Parc industriel, roman prolétaire de Patrícia Galvão (Pagu) par Frédérique Guétat-Liviani
Parc industriel est un livre étrange.
Celle qui l’a écrit aussi.
Parc Industriel parait à Sao Paulo en 1933.
Signé Mara Lobo. C’était un des nombreux pseudonymes de Patricia Galvao.
Mais c’est sous le nom de Pagu qu’elle se fera connaître.
Dans cette édition française, en prologue, un poème de Liliane Giraudon.
Bien que ce poème n’apparaisse pas dans Les Pénétrables, Pagu est une Bien-Aimé(e) de Liliane Giraudon.
c’est d’ailleurs dans la revue Banana Split en 1985, que paraissent, pour la première fois traduits en français (par Inès Oseki-Dépré), des textes de Pagu.
Le livre se referme sur une postface scrupuleusement documentée du traducteur Antoine Chareyre.
Elle est toute jeune Pagu, lorsqu’elle écrit ce livre. 22 ans seulement.
Avant, elle a déjà fait pas mal de choses comme : fréquenter l’Avant-garde artistique, rejoindre le groupe Anthropophage, écrire des poèmes, participer à des concours de beauté, épouser Oswald de Andrade…
En 1931, elle adhère au Parti Communiste Brésilien. Son désir de Révolution ne peut se satisfaire de la fréquentation des salons bourgeois. La même année, elle est interpellée dans un meeting de soutien à Sacco et Vanzetti.
Emprisonnée, le Parti lui fait signer un document dans lequel elle le dédouane de ses agissements.
Et c’est pour regagner la confiance de ce Parti-là qu’elle décide d’écrire Parc industriel.
Elle veut écrire un texte de propagande pour prouver son engagement.
Mais là, elle se trompe terriblement !
Le Parti n’est pas dupe. Il trouve dans son livre le souci de la forme et de l’invention.
Dans son roman prolétaire, elle insère des slogans mais ces fragments de propagande qui apparaissent en titre de chapitres ou sous forme de poèmes-conversations, ont plus à voir avec les collages de Schwitters qu’avec des pratiques d’agit-prop.
Elle enchâsse dans son roman divers éléments empruntés au langage de la rue, de la presse, des meetings. Toutes sortes de langages non-littéraires, collectifs, anonymes, traités sans distinction.
Pagu ne méprise pas ses lecteurs, elle ne cherche pas à abêtir les masses, elle ne désire pas le pouvoir.
Alors c’est plus fort qu’elle, quand elle croit écrire un livre de propagande, elle écrit un roman dont la forme tout à fait neuve ne s’attache à aucun modèle préexistant.
Dès la première page, un document chiffré : c’est la statistique industrielle de Sao Paulo en 1930. Plus bas en quelques mots, Pagu fait valser la statistique.

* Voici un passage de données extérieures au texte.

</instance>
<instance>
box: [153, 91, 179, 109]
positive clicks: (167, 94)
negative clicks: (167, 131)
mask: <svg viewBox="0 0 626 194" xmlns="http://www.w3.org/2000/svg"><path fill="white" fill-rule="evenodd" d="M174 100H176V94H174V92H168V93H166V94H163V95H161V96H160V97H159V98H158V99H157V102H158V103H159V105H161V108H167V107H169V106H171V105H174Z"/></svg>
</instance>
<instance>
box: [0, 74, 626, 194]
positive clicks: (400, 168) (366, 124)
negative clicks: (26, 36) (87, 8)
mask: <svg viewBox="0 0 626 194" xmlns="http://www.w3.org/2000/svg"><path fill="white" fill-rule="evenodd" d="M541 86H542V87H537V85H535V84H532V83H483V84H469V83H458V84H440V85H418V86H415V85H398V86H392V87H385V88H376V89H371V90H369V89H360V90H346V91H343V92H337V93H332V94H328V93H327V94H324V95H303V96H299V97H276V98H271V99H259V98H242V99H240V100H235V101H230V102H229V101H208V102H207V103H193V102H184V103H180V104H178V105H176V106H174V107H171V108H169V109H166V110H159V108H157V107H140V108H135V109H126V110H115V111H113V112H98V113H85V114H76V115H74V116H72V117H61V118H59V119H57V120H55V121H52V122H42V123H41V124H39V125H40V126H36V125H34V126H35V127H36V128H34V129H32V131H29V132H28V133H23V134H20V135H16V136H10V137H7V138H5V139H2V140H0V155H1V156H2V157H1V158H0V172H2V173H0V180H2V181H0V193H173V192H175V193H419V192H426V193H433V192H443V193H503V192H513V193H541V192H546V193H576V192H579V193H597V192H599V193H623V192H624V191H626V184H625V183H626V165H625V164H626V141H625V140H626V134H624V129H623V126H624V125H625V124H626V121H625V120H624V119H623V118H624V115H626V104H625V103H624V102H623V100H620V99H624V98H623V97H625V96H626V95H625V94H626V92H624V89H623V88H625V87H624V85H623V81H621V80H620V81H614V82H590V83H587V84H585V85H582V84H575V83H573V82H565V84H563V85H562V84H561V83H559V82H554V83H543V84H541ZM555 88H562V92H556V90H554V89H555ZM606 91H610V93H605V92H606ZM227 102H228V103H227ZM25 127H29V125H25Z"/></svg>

Du début à la fin, on voit s’étirer la longue file des enfants naturels de la société.
Pagu tente de les nommer, avant que toute trace d’eux ne soit effacée.
Corina fait partie de cette longue file. Enceinte, elle perd son emploi. Le corps déformé par la grossesse, elle travaille au bordel et enrichit peu à peu son vocabulaire érotique .
Pagu parle des corps qui se sexualisent , des langues malicieuses , des seins délibérés.
La sexualité doit aussi être le lieu de la révolution et le corps des femmes cesser d’être un objet exploitable.
Est-ce que Marie-Madeleine a connu la faim quand elle était pute ?
Les phrases sont courtes, des éclairs sur la page, puis du blanc, de la grande lumière sur le corps des prolétaires.
Au lieu de longues descriptions, des listes.
Une table, une vieille nappe. Une cruche, des verres. Une cloche défectueuse. La direction.
Le texte est lacéré. Les phrases, le récit, entaillés. Comme les vies prédécoupées des êtres qui s’égarent dans le Parc industriel.
La seule chose qui intéresse Pagu c’est la matière absolument brute de la vie.
En cela elle ouvre la voie du roman prolétaire ou roman social brésilien.
Dont on attribuera la paternité à Jorge Amado.
Ainsi le nom de l’étrange Pagu restera longtemps effacé.